Jim wrote:I really liked The Prisoner, but never understood the last episode.
McGoohan has explained the meaning of the episode, which in fact contains the meaning of the whole series; that we are prisoners of ourselves - this particular point being represented by Number 1, when the masks were removed, being Number 6. McGoohan asserts we choose to limit our own actions ("I won't" is exactly the same as "I can't") and many choices are made for us; this was partially represented by the Penny Farthing symbol of The Village, which referred to the ongoing march of technology and development, something which none of us - no-one at all - has actually sat down and decided whether or not this is really what we want to be doing, or if we're coping with it, and so on. Finally, in the end of the episode, Number Six, having freed himself from The Village, in fact ends up going back to his old flat, the same place and ways as before - in other words, even after obtaining that freedom, he's in fact back to the very same prison he was in before.

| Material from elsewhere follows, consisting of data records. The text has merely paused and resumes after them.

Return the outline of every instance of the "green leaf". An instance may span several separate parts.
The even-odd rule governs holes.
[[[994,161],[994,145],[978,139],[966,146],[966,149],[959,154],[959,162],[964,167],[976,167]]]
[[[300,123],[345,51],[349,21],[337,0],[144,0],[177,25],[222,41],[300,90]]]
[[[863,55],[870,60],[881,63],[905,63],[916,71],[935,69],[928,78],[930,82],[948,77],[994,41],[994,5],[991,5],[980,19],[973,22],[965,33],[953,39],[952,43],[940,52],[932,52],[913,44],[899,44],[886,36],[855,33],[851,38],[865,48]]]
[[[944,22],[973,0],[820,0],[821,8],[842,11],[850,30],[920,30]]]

A suggested rationalization of the series and its culmination is that The Village is an institution of the British government that functions to determine whether or not those who know military secrets and seek to return to civilian life are susceptible to giving up that information under interrogatory pressure. After Number Six endures the breadth of tortures, psychological ploys, chemically-induced states and questioning techniques that The Village administration has at its disposal and divulges close to nothing of what he knows, The Village's administration allows him to go free, lauding him for the principles of individualism and personal liberty that equipped him to withstand all manner of interrogation methods.